Mais surtout ce dossier se trouve pollué depuis plusieurs mois par les plaintes des avocats d’Ablyazov contre les deux hauts magistrats qui ont eu à s’occuper en premier lieu de cette histoire d’extradition, Nicole Besset, la présidente de la chambre de l’instruction d’Aix-en-Provence et Solange Legras, l’avocate générale. Il est reproché entre autre autres, à Solange Legras d’avoir procédé à l’arrestation d’Ablyazov le 31 juillet 2013 dans des conditions déloyales. En oubliant de dire à ses conseils qu’elle avait eu lieu grâce à l’avocat de la BTA-Bank, Antonin Lévy. Il n’y a là aucune faute. La Cour de cassation a en effet toujours jugé que les conditions d’interpellation  ne sauraient en aucun cas constituer des pièces de procédure soumises au contradictoire. Témoin, les deux arrêts rendus en ce sens par la chambre criminelle de la Cour de cassation, le premier le 17 décembre 2004, le second, le 26 avril 2006. Bref, pour Nicole Besset et Solange Legras, - pour laquelle le Conseil supérieur de la Magistrature(CSM) a estimé qu’elle n’avait commis aucune faute dans cette procédure d’extradition-, c’est l’instruction TGV qui est conduite. Mais quand elles déposent plainte à Paris avec l’avocat de l’Ukraine, Me Guillaume-Denis Faure, l’instruction va à la vitesse d’un train de banlieue. Alors qu’elles ont vu leurs mails et SMS pillés et piratés, précisément lorsqu’elles avaient en charge l’affaire d’extradition de Mukhtar Ablyazov. 

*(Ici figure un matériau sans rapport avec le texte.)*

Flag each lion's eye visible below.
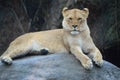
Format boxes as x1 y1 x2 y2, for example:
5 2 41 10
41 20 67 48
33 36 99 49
78 18 82 21
69 18 72 20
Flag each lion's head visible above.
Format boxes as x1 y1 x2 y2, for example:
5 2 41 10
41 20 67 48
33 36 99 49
62 7 89 34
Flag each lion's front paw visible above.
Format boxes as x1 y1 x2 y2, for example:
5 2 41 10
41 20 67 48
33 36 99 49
1 56 12 65
81 59 93 70
93 57 103 67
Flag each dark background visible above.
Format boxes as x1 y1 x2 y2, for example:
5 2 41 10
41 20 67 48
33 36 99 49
0 0 120 67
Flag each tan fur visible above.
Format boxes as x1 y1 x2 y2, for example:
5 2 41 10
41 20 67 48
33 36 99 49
1 8 103 69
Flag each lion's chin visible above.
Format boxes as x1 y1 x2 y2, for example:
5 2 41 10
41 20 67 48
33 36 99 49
70 31 79 35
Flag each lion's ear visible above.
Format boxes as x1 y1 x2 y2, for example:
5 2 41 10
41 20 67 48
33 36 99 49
83 8 89 17
62 7 68 16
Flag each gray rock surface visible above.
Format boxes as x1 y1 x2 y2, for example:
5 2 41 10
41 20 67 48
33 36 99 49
0 53 120 80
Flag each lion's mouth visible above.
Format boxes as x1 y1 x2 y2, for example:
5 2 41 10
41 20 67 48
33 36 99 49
71 30 79 35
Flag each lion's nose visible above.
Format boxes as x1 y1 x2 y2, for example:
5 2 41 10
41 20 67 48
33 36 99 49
72 25 78 28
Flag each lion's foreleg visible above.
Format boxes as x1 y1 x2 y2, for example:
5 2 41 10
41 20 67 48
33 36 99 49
89 47 103 67
70 46 93 69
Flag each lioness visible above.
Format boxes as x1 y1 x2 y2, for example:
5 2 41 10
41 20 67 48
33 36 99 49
1 7 103 69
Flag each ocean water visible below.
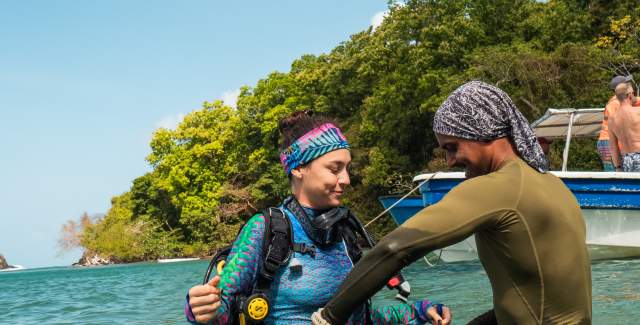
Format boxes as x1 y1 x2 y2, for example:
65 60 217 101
0 259 640 325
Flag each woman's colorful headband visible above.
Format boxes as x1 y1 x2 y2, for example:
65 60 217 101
280 123 349 175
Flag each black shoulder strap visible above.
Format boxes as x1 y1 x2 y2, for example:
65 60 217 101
260 208 293 281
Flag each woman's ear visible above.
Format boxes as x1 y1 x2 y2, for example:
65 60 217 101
291 168 302 180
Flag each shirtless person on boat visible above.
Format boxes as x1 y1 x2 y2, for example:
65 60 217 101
609 83 640 172
312 81 591 324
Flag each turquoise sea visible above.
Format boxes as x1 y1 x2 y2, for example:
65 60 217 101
0 260 640 325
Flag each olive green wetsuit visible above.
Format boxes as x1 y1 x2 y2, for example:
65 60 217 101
322 159 591 324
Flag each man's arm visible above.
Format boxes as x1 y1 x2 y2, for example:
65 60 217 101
609 125 622 171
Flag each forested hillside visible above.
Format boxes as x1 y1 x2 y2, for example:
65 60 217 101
61 0 640 262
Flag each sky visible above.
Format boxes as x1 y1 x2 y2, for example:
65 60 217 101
0 0 387 268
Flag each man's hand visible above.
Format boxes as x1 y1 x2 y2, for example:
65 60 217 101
427 306 451 325
189 275 220 324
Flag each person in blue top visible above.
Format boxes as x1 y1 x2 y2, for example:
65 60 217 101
185 111 451 324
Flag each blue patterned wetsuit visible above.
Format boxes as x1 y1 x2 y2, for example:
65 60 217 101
186 201 431 324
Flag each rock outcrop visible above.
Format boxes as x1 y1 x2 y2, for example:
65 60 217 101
73 251 115 266
0 254 9 270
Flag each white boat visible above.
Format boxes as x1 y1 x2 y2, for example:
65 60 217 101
158 257 200 263
380 108 640 262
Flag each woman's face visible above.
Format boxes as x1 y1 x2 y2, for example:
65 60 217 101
292 149 351 209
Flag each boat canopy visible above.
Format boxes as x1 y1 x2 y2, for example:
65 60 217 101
531 108 604 172
531 108 604 139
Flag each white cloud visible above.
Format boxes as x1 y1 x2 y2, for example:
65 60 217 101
156 113 185 130
222 88 240 108
371 10 389 30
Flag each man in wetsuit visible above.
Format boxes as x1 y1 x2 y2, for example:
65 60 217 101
609 83 640 172
313 81 591 324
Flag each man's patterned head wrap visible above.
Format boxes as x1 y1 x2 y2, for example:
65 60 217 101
280 123 349 175
433 81 549 173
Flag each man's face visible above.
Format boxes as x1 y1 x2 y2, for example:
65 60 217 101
436 133 492 178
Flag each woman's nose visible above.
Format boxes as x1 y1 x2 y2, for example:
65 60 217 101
447 153 456 167
338 169 351 185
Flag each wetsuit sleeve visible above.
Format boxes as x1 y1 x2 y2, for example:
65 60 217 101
371 300 432 324
191 215 265 324
322 174 520 324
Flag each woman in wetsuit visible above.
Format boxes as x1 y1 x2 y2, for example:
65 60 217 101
185 112 449 324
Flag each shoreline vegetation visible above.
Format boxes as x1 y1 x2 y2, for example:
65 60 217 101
0 254 9 270
59 0 640 263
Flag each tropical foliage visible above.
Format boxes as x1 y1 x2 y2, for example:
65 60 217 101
62 0 640 261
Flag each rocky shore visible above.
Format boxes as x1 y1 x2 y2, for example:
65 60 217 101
72 251 117 266
0 254 9 270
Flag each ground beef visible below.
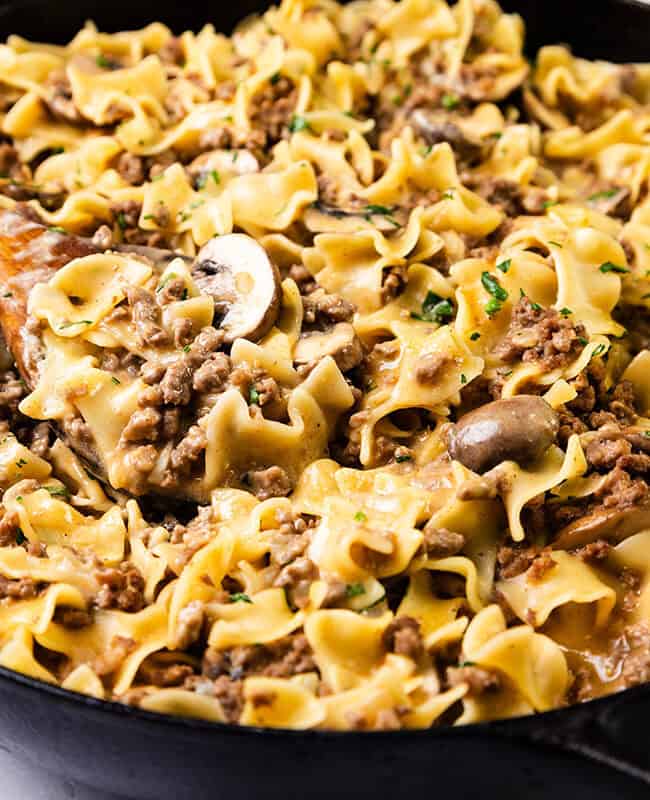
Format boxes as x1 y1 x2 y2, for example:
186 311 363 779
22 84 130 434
122 407 162 442
415 353 454 385
94 561 145 613
117 151 146 186
422 527 465 558
447 665 501 695
495 297 587 372
202 633 317 680
126 286 169 350
302 289 356 330
249 76 298 145
244 466 293 500
0 510 20 547
382 615 424 661
136 655 194 688
0 575 42 600
170 425 208 475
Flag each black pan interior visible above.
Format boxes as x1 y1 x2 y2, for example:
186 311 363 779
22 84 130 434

Or, depuis huit mois cette affaire est terminée. Dans sa phase judiciaire tout du moins. Les services de la garde des Sceaux, Christiane Taubira auraient dû faire un compte-rendu de ce dossier au premier ministre Manuel Valls. Il a toute latitude pour signer ou pas le décret d’extradition. Rien n’est réglé à ce jour. Sans doute Ablyazov, qui est détenu depuis plus deux ans, pourrait-il déposer une demande de liberté.  C’est ce à quoi réfléchissent ses avocats nous a déclaré son porte-parole Boris Durande. Qui précise : «  27 mois de détention, c’est long. Nous sommes au-delà du délai raisonnable  de deux ans auquel la Cour européenne des droits de l’homme attache un grand prix. » Et Boris Durande de certifier que les avocats tenteront tout pour éviter à leur client l’extradition : recours devant le Conseil d’Etat si le premier ministre Manuel Valls signait le décret, et bien sûr, saisine de la Cour européenne des droits de l’homme de Strasbourg lorsque tous les moyens de droit auront été épuisés.

Reste que si le gouvernement français reculait, disait non à l’extradition de l’ancien président de la BTA-Bank, il pourrait se trouver en difficulté  face à la Russie et à l’Ukraine qui comprendraient mal ces coups de canif portés à l’entraide judiciaire entre la France et ses deux pays. Il risquerait de se mettre à dos le Kazakhstan, dont le président Nazarbaïev s’est déclaré prêt,  dans une interview au Figaro du 9 octobre, à jouer les médiateurs dans les conflits du continent euro-asiatique. Un rôle dans lequel la France devrait être présente.